Выбрать главу

Сохранилась и небольшая поэма Клюева «Соловки», опубликованная в 1989 году. Приводим из нее несколько строк:

Распрекрасный остров Соловецкий,

Лебединая Секир-гора,

Где церквушка рубленая клецки, –

Облачному ангелу – сестра.

Где учился я по кожаной триоди

Дум прибою, слов колоколам,

Величавой северной природе

Трепетно моляся по ночам...

Где впервые пономарь Авива

Мне поведал хвойным шепотком,

Как лепечет травка, шепчет ива

Над осенним розовым Христом.

Где и чему в действительности учился молодой Клюев? Об этом сегодня можно судить лишь предположительно. Уже на рубеже 1900-х и 1910-х годов Клюев поражал современников своей начитанностью, своими обширными познаниями в разных областях... Не приходится сомневаться, что и в юном, и в зрелом возрасте Клюев учился в основном самостоятельно, много читал, запоминал и обдумывал прочитанное. В своей статье, посвященной Клюеву, Брихничев подчеркивал, что поэт «систематического образования не получил, а своим необычайным духовным развитием обязан только себе, своей исключительной жажде знания». Кроме того, Брихничев высказал предположение (и оно представляется достоверным), что «на развитие поэта немало оказали влияние время от времени появлявшиеся в деревне ссыльные с Кавказа и других мест».

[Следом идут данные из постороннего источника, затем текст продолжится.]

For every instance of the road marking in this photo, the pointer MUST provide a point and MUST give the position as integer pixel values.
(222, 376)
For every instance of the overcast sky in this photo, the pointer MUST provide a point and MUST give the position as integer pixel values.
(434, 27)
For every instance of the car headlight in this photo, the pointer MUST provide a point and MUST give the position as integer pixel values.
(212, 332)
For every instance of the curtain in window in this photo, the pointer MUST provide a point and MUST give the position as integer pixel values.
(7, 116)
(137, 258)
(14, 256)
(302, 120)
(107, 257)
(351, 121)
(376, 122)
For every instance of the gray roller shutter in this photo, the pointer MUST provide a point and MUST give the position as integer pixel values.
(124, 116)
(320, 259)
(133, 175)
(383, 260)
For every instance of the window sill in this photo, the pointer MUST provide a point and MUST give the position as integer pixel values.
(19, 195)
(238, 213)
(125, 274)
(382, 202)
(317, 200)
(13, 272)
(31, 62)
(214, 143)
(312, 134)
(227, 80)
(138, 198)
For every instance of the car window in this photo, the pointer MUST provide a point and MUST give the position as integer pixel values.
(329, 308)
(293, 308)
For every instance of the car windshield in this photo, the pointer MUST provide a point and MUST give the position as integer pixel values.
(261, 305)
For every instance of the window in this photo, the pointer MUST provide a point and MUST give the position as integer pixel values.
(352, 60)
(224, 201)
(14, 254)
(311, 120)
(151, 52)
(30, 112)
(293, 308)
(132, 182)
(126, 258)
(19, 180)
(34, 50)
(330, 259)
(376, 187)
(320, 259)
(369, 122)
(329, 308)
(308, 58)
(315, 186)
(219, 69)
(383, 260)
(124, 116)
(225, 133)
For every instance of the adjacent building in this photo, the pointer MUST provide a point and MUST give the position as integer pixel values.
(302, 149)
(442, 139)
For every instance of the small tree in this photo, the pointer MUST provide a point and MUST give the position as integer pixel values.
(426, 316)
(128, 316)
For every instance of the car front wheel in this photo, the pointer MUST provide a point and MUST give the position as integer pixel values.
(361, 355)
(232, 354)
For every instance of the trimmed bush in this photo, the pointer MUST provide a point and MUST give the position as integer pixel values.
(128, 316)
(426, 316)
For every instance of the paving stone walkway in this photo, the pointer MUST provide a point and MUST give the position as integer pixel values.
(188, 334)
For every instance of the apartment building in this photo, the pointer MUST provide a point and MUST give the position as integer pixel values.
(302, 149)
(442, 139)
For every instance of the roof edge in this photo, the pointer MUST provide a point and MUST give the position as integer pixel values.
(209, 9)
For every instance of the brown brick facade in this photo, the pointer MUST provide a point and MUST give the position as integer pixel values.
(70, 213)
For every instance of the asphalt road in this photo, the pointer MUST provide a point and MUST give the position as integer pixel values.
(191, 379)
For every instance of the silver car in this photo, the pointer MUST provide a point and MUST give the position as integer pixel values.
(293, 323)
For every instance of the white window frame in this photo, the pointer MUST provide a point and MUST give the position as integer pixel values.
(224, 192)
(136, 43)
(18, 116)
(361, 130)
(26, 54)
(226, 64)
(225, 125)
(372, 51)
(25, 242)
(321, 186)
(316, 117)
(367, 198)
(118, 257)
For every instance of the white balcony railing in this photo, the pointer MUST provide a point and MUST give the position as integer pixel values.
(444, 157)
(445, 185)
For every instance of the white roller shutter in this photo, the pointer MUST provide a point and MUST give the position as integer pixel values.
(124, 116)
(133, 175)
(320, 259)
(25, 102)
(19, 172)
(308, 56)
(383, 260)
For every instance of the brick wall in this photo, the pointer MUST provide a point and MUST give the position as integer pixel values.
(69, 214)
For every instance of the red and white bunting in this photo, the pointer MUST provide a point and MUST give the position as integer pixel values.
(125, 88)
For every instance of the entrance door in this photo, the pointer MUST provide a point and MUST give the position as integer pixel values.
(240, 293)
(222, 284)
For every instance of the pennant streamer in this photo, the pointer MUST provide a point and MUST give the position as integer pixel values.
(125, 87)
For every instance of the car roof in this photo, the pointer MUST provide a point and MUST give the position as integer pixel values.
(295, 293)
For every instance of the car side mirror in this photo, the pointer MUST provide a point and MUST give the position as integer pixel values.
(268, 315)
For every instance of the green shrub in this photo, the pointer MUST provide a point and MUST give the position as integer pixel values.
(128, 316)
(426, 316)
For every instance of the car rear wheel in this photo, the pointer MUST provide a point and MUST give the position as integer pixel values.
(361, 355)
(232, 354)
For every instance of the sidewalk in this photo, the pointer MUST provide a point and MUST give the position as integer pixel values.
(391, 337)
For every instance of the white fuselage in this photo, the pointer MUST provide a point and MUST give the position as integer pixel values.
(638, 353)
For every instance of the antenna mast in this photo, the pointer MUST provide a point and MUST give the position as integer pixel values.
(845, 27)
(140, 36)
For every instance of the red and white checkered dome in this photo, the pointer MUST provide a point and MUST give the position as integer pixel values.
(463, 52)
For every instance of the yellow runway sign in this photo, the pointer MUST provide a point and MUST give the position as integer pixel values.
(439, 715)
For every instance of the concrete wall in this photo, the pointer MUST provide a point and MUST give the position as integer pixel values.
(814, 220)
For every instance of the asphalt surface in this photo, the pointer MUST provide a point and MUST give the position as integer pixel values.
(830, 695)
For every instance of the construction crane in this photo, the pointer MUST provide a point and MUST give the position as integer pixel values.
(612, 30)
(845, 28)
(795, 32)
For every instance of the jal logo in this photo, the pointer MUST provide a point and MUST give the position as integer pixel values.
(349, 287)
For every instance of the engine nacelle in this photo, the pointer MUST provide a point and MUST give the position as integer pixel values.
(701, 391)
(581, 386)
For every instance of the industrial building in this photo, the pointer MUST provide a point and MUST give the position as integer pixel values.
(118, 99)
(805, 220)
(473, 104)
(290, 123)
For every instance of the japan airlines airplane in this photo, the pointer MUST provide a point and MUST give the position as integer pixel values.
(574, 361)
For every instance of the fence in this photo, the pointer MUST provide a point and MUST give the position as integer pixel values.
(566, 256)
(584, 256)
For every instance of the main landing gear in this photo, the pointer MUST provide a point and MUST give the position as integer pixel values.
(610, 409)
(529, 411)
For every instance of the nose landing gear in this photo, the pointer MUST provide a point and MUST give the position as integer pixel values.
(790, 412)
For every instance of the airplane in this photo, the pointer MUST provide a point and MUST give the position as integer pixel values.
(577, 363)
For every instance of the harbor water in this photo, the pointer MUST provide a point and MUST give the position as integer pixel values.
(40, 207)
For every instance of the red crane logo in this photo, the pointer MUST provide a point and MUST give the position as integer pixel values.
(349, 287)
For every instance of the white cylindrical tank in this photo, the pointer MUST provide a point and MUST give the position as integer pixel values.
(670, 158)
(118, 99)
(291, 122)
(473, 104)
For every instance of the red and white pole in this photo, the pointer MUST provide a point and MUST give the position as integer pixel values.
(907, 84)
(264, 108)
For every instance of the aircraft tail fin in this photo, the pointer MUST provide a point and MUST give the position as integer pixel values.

Одно из самых загадочных мест в биографии Клюева – его скитания в юности (после Соловков) по России, его пребывание в хлыстовском «корабле», его связи с сектантами. Вот что сообщал он о себе по этому поводу («Гагарья судьбина»):

«Раз под листопад пришел ко мне старец с Афона в сединах и ризах преподобнических, стал укором укорять меня, что не на правом я пути, что мне нужно во Христа облечься, Христовым хлебом стать и самому Христом* [То есть примкнуть к хлыстам («христам») – секте, возникшей в XVII веке как одно из ответвлений беспоповщины. Секта существовала в России в виде отдельных групп (Новый Израиль, Старый Израиль и др.) и подвергалась ожесточенным преследованиям со стороны властей] быть.

Поведал мне про дальние персидские земли, где серафимы с человеками брашно делят, и – многие другие тайны бабидов и христов персидских, духовидцев, пророков и братьев Розы и Креста на Руси.

Старец снял с меня вериги и бросил в озерный омут, а вместо креста нательного надел на меня образок из черного агата; по камню был вырезан треугольник и надпись, насколько я помню, «Шамаим», и еще что-то другое, чего я разобрать и понять в то время не мог.

Старец снял с себя рубашку, вынул из котомки портки и кафтанец легонький, и белую скуфейку, обрядил меня и тем же вечером привел на пароход как приезжего богомольца-обетника.

В городе Онеге, куда я со старцем приехал, в хорошем крашеном доме, где старец пристал, нас встретили два молодых мужика, годов по 35. Им старец сдал меня с наказом ублажать меня и грубым словом не находить.

Братья-голуби разными дорогами до Волги, а потом трешкотами и пароходами привезли меня, почитай, в конец России, в Самарскую губ<ернию>.

Там жил я, почитай, два года царем Давидом большого Золотого Корабля белых голубей-христов. Я был тогда молоденький, тонкоплечий, ликом бел, голос имел заливчатый, усладный».

В этом же очерке Клюев утверждал, что бывал на Кавказе, где виделся «с разными тайными людьми», что исходил всю Россию с севера на юг, от Норвегии до Персии: «От норвежских берегов до Усть-Цильмы,* [Поселок, расположенный при впадении реки Цильмы в Печору] от Соловков до персидских оазисов знакомы мне журавиные пути». В этих странствиях, подчеркивал Клюев, и следует искать истоки его «народной» поэзии. «Плавни Ледовитого океана, соловецкие дебри и леса Беломорья открыли мне нетленные клады народного духа: слова, песни и молитвы. Познал я, что невидимый народный Иерусалим – не сказка, а близкая и самая родимая подлинность, познал я, что кроме видимого устройства жизни русского народа как государства или вообще человеческого общества существует тайная, скрытая от гордых взоров иерархия, церковь невидимая – Святая Русь...»

«Клюев любил расцвечивать свою биографию яркими, но вымышленными эпизодами и часто «дурачил» своих слушателей», – подчеркивал А.К. Грунтов. Думается, что это был более сложный процесс. Рассказы Клюева о себе – не сплошной вымысел; в них, как можно предположить, причудливым образом соединяются и факты, и фантазия. Используя, возможно, отдельные подлинные события, Клюев на деле «обогащал», «расцвечивал» эту основу, превращал ее в «сказ», который с годами обрастал у него подробностями, совершенствовался. Другими словами, Клюев создавал поэтический миф.